Before then, Helms was in the Navy and relatively apolitical. Growing up, "Almost everybody we knew was a Democrat," the longtime Republican senator from North Carolina writes in his memoir, "Here's Where I Stand." But conversations with his father-in-law, Jacob L. Coble, would introduce him to a set of ideas that, although marginal, would transform his politics and then his country's. Those talks with Coble, he writes, "marked the beginning of my career as a conservative." And the rest, as they say, is history.
That's because Helms may well have done more to advance American conservatism than any other politician, including Reagan. Indeed, if there had been no Helms, it's likely there would have been no Reagan. "Here's Where I Stand" explains why.
In 1976, when Helms was midway through his freshman term as the first GOP senator from his state since Reconstruction, Reagan was challenging President Ford for the GOP nomination. At first, things went badly. Reagan lost New Hampshire and several other early primaries. The North Carolina primary was thought to be his last stand. So, Reagan turned to Helms.
Helms, along with his close advisor Tom Ellis, more or less ran Reagan's North Carolina campaign. Ellis did Reagan's scheduling; Helms barnstormed the state alongside the candidate. They placed Reagan speeches on North Carolina TV stations. Helms and Ellis also had a direct-mail apparatus, the National Congressional Club, which they used to raise funds for Reagan. Their efforts -- and Reagan's political talents -- paid dividends: The former California governor won the primary in a stunning upset and won the Texas primary a week later. Reagan lost the 1976 nomination, of course. But his North Carolina victory cleared the path for his march to the White House four years later. Helms had been ahead of the political curve.
And not for the last time. Fact is, Helms has always been a pioneer. It was he who did the most to insert the "morality in foreign policy" plank into the 1976 Republican Party platform, which overturned the Nixon-Kissinger strategy of detente and elevated in importance the nature of regimes to a place above "realist" calculations of national interest. This, too, set the tone for Reagan's foreign policy -- and almost 30 years later for Bush's drive to democratize the greater Middle East.
It was Helms who first hosted Margaret Thatcher on her trips to Washington, D.C., before she became prime minister of Great Britain. It was Helms who first pressed for reforming the United Nations before anyone had ever heard of tough-talking U.N. Ambassador John R. Bolton. It was Helms who introduced a Senate bill calling for a flat tax in 1982. And it was Helms who introduced a Senate bill in 1983 to partially privatize Social Security.

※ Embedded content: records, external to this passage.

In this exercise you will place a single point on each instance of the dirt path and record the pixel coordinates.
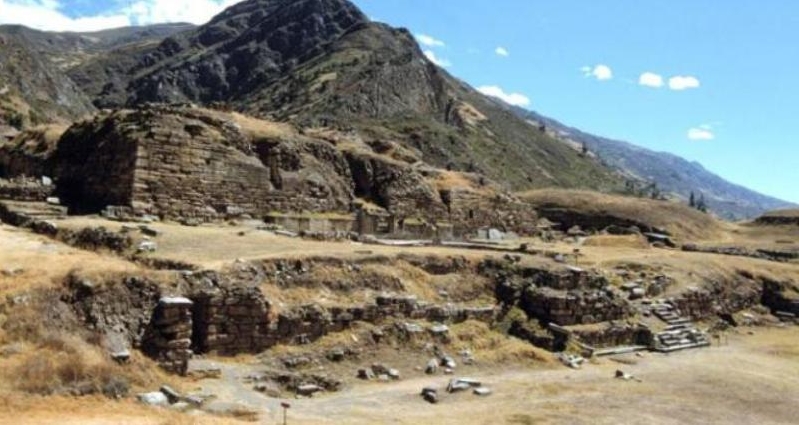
(754, 379)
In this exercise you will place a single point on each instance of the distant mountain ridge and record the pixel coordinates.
(671, 173)
(323, 63)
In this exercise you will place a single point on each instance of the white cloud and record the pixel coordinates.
(429, 41)
(45, 15)
(516, 99)
(702, 132)
(48, 15)
(683, 82)
(431, 55)
(650, 79)
(600, 72)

It is no exaggeration to say that the domestic and foreign policies of today's Republican Party were, in some way or another, first seriously proposed by Helms. But his influence on American politics goes beyond ideology. As an on-air editorialist for Raleigh radio and television stations, Helms was one of the first conservatives to understand the power of "new media." The National Congressional Club revolutionized direct-mail fundraising. And Helms anticipated today's polarized and ideological politics -- in five elections, he never won more than 55% of the vote.
Helms always knew where he stood: "I was the local conservative liberals loved to hate," he writes, "and I was content." But why did they hate him so? Perhaps it was his demeanor. Helms is a sweet and kind man, especially to children, but he had a way of dealing with his political opponents that rankled liberal sensibilities. By 1978, the Raleigh editorial pages had dubbed him "Senator No." He did his best to live up to the label.

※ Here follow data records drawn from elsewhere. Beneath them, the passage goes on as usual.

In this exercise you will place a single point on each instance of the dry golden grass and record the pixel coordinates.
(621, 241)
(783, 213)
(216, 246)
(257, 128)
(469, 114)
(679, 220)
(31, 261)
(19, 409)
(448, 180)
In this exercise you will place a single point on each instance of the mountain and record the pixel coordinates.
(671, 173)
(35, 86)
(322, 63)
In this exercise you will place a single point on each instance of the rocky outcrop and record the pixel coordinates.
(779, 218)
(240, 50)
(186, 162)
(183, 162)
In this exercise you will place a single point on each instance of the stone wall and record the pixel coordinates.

More likely, the liberals' ire has to do with racial issues. Helms spent his career frustrating, if not actively opposing, the civil rights movement. For this he has never apologized. If there is a fault to his memoir, it is that, with the exception of a single chapter, Helms elides racial politics almost entirely. When he does tackle the subject, this normally lucid writer retreats into euphemism. He writes, "I did not advocate segregation, and I did not advocate aggravation." Translated, this is an admission that Helms supported the status quo in the South -- and the status quo was a racial caste system.